Stochastic (Random) Greedy

Given a set of items \(V = \{1, 2, 3, \cdots, n\}\) which we also call the Ground Set, define a utility function (set function) \(f:2^V \rightarrow \Re\), which measures how good a subset \(X \subseteq V\) is. Let \(c :2^V \rightarrow \Re\) be a cost function, which describes the cost of the set (for example, the size of the subset). The goal is then to have a subset \(X\) which maximizes \(f\) while simultaneously minimizing the cost function \(c\). It is easy to see that maximizing a generic set function becomes computationally infeasible as \(V\) grows. Often the cost \(c\) is budget constrained (for example, a fixed set summary) and a natural formulation of this is the following problem:

\[\max\{f(X) \mbox{ such that } c(X) \leq b\}\]
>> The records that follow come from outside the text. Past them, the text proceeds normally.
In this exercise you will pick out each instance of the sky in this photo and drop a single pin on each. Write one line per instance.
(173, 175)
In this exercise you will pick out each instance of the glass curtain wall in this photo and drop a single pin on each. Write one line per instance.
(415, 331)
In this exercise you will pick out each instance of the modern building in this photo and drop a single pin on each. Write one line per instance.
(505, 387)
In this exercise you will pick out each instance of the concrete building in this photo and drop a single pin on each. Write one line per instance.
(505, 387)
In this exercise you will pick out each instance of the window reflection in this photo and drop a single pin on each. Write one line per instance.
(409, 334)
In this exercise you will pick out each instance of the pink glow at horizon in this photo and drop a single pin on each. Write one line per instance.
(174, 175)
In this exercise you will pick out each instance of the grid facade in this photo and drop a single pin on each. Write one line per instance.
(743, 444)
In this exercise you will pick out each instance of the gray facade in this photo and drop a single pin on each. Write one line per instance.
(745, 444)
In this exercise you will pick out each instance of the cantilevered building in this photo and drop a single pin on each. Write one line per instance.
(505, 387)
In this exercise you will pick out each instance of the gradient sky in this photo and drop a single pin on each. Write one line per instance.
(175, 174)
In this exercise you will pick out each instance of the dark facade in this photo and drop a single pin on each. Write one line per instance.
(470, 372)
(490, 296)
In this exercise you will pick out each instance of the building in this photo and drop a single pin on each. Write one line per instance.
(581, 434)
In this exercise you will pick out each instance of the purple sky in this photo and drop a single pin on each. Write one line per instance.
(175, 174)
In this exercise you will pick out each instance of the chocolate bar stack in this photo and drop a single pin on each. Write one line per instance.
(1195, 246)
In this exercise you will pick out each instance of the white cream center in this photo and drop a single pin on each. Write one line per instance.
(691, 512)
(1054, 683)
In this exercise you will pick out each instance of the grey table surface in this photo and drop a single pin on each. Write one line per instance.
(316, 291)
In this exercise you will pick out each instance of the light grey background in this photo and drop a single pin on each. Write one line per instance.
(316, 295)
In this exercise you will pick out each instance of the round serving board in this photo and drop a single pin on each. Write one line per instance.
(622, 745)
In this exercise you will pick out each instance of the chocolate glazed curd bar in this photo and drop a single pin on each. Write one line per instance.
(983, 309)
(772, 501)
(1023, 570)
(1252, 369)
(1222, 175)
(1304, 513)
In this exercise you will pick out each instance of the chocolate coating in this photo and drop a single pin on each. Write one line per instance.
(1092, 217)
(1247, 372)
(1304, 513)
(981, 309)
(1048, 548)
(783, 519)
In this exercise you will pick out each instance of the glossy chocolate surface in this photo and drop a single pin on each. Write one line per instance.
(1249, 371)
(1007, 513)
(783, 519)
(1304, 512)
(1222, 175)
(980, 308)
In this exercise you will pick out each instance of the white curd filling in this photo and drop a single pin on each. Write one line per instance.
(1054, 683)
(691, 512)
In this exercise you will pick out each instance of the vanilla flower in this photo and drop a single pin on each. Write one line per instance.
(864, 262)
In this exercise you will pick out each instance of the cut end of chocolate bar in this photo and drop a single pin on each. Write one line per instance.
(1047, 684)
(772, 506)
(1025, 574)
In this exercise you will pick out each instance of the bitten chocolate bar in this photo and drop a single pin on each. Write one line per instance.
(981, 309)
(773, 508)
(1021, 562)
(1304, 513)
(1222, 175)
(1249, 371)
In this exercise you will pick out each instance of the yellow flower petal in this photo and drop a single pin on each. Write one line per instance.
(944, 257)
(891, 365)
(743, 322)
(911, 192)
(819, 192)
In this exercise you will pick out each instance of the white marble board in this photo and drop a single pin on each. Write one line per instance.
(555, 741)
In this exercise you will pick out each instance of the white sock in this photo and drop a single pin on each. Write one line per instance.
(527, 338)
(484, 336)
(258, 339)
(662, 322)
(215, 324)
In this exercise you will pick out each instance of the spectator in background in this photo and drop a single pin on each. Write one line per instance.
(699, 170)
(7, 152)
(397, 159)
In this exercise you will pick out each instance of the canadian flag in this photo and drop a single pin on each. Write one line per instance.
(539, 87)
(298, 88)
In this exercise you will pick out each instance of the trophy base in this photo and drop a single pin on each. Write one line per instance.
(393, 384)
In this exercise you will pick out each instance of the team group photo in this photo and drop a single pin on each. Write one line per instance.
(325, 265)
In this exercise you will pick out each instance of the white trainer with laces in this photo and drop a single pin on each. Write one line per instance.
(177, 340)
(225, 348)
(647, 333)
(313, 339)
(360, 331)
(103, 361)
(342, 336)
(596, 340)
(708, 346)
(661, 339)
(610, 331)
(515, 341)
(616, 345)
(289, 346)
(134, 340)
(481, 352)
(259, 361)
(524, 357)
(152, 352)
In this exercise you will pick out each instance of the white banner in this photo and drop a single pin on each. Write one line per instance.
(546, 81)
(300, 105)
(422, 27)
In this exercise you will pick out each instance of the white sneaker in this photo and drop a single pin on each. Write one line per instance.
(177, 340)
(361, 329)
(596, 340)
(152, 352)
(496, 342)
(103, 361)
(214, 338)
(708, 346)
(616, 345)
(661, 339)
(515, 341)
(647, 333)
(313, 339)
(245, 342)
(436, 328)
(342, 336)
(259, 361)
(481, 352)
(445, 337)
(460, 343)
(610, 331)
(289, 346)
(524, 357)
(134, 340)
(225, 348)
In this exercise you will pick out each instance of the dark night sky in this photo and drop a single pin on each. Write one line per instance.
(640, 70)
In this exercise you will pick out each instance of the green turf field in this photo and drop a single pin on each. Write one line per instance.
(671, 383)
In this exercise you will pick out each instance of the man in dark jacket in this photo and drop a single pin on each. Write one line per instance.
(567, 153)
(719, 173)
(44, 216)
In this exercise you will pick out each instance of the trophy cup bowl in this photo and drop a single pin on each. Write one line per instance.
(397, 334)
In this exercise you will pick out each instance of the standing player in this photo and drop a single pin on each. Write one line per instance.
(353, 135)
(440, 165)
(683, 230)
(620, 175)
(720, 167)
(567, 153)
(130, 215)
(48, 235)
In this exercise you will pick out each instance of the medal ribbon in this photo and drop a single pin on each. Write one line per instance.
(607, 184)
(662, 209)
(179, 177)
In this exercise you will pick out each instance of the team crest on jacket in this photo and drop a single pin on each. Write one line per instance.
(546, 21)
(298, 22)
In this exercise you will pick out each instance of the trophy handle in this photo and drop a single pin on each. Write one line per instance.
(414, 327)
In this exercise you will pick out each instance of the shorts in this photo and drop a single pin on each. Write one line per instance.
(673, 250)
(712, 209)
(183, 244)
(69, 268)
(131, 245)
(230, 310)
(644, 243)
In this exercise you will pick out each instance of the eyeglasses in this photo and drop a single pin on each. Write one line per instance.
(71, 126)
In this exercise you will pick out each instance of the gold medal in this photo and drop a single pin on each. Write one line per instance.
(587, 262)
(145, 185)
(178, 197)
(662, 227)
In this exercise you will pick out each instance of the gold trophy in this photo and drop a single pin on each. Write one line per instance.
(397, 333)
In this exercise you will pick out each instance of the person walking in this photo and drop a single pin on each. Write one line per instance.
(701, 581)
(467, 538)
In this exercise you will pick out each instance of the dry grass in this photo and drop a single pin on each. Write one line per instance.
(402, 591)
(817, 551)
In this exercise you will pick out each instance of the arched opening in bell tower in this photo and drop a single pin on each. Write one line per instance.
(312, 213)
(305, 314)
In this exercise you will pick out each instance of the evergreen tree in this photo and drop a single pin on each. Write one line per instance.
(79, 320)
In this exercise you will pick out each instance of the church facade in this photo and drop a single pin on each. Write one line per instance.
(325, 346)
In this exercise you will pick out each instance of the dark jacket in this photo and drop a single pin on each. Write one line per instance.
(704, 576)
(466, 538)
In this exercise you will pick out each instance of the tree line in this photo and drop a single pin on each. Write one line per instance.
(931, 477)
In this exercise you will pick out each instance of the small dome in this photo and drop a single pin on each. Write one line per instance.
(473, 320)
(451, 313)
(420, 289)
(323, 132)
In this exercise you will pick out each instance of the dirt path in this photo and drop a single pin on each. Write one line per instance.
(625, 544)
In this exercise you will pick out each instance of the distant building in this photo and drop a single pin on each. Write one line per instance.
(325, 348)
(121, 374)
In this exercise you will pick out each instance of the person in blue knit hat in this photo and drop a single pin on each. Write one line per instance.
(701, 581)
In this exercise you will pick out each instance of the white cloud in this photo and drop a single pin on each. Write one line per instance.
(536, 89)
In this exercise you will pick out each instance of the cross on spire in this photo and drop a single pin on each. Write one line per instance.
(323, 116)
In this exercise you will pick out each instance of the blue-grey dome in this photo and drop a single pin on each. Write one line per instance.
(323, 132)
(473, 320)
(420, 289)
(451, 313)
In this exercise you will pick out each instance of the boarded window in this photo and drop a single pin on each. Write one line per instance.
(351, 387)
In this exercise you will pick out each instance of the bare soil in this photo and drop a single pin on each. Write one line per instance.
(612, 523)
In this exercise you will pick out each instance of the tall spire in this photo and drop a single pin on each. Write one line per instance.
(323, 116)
For any SetFunction, stochastic greedy maximization can be achieved by calling maximize() with optimizer=’StochasticGreedy’. The stochastic greedy optimizer in this library is an implementation of the stochastic greedy algorithm proposed by [MBK+15]. The main idea is to improve over naive greedy by a sub-sampling step. Specifically, in each step it first samples a set \(R\) of size \((n/k)\log(1/\epsilon)\) uniformly at random and then adds that element from R to the greedy set A which increases its value the most. Such an element is added in every iteration until the desired budget (budget) is achieved or the best gain in any iteration is zero (stopIfZeroGain) or negative (stopIfNegativeGain).

Note

Stochastic greedy optimizer has provably linear running time independent of the budget, while simultaneously having the same approximation ratio guarantee (in expectation). It is substantially faster than both naive greedy and lazy greedy optimizers.

Note

At a very high level stochastic greedy’s improvement over naive greedy is similar in spirit to how stochastic gradient descent improves the running time of gradient descent for convex optimization.